Illinois (10-14, 2-11 Big Ten) protected a 42-40 lead at halftime, accounting for only the second time the Illini held an advantage after 20 minutes in a conference game this season.

Unlike their 64-56 loss to Northwestern on Jan. 27 at State Farm Center, in which the Illini squandered a 34-25 advantage entering the locker room at half, Illinois responded each time Wisconsin (11-13, 2-10) made a run.

After the Badgers pulled ahead 52-51 with 6:35 left in the third quarter, the Illini regained their footing and used the final two minutes of the third quarter to open up a cushion.

Wittinger scored six of the Illini's nine points during that stretch to stake Illinois to a 67-59 advantage entering the final period.

With the 6-foot-2 Karlis at least trying to limit Wittinger's post touches, the baton passed to Brandi Beasley to score for Illinois.

Beasley, who finished with 16 points and nine assists, hit some big shots down the stretch, including a jumper along the baseline that drew a lean from Illinois coach Nancy Fahey after the shot left the 5-foot-7 guard's fingertips.

Fahey could relax, as Beasley's shot dropped through the net to put the Illini ahead 75-64 with 3:29 left in regulation and essentially seal the win.

"The thing about Alex is it's tough to defend her," Beasley said. "She draws a lot of attention, and it kind of just opens up some stuff for other people to stay aggressive and hunt their shot, as well."

Ali Andrews (12 points) and Arieal Scott (10 points) joined Beasley and Wittinger in double figures for the Illini, who outrebounded the Badgers — the 25th-ranked rebounding team in the country entering Sunday's tilt at 42.8 rebounds per game.

Illinois outpaced Wisconsin 41-38 on the boards despite holding a 27-16 disadvantage at halftime.

"When the rebounding margin changes that significantly, especially when you get offensive rebounds, it brings a home-team crowd into the game," said Tsipis, whose team was led by Marsha Howard's 19 points and seven rebounds. "It can deflate a team, especially when it's deep in the shot clock because all of the sudden you're guarding for 45-50 seconds consecutively."

With the weight of Illinois' losing streak off her team's shoulders, Fahey, who was asked to give an opening statement, had a one-word response.

"Yay," she blurted out.

Fahey expanded later.

"I am really happy for the kids," said Fahey, a Wisconsin graduate, who added it was special to sing the Illinois alma mater in front of the home fans after a win again. "We kept knowing that we are getting better every day.

"We wanted to win. ... I was really proud of how we played for 40 minutes, and in particular the fourth quarter, just walking to the huddle and (the players) having a different look of we're not letting this one go."

For Wittinger, it was the first time in any of her four seasons that Illinois has reached double-digit wins.
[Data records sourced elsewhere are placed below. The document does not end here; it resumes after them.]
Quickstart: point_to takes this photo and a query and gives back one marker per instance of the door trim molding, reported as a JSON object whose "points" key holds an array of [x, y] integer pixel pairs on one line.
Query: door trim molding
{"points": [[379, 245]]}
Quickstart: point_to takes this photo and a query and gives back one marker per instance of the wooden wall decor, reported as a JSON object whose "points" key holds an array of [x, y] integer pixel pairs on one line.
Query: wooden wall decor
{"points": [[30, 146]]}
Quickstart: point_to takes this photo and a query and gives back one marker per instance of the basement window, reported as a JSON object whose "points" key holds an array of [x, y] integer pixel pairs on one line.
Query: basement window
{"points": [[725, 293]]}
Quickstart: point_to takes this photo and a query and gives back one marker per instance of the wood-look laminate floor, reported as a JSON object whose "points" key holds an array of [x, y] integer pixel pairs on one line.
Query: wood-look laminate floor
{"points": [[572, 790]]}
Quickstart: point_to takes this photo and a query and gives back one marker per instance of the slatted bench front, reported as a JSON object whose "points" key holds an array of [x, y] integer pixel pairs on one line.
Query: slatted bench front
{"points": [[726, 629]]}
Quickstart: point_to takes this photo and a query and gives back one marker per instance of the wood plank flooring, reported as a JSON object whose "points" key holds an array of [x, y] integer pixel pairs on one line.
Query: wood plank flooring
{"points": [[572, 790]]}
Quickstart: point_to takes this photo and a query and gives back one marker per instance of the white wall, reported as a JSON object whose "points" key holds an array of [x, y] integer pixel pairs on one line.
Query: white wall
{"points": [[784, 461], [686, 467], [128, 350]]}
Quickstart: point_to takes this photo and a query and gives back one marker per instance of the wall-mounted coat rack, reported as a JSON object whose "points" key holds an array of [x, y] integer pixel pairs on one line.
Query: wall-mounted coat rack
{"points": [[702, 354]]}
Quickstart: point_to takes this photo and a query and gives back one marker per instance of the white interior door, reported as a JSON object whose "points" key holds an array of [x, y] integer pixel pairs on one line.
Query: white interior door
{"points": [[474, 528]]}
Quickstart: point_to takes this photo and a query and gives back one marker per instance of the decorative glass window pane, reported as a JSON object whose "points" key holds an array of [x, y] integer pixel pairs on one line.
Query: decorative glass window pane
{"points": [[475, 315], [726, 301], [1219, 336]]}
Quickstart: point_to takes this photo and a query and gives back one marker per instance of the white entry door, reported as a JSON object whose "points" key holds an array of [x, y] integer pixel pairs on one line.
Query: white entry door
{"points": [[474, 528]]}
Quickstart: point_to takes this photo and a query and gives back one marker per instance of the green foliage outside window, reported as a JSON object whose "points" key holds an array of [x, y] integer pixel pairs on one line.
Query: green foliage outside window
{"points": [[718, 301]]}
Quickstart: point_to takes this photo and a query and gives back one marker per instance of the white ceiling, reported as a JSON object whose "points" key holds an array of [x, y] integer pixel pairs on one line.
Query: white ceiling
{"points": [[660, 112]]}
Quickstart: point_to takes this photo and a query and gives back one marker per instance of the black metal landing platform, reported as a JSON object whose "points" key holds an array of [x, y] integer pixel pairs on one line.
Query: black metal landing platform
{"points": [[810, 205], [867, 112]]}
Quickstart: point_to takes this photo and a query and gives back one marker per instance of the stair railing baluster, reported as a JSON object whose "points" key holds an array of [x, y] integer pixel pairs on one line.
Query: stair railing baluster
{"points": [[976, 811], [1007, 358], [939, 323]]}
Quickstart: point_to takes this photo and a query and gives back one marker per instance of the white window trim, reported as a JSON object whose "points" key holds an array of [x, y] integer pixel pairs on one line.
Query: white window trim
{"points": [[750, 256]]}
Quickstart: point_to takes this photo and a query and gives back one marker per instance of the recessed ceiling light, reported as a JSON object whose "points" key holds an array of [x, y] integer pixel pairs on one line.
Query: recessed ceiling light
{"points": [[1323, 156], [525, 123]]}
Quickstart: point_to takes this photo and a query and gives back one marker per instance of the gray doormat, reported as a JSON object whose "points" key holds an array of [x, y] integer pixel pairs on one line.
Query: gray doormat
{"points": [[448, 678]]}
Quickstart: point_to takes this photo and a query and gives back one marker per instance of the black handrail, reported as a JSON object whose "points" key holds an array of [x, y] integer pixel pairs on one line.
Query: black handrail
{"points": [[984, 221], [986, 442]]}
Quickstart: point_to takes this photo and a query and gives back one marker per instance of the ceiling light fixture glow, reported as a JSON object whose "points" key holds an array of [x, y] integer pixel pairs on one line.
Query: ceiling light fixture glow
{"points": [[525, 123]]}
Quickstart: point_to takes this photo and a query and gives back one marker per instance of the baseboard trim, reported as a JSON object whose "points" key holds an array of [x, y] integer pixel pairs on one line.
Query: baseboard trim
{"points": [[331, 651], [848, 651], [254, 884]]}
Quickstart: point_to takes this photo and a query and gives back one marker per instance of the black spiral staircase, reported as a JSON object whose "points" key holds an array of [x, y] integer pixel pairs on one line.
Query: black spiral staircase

The Illini had won nine games in each of her previous three seasons. Wittinger wasn't making a big deal of it, even if it meant a Minnesota native beating a rival school from a neighboring state.

It was also Illinois' first Big Ten home win since Jan. 15, 2017, when the Illini beat Nebraska.

"A win's a win for any game, so I'm just glad we got the W," Wittinger said.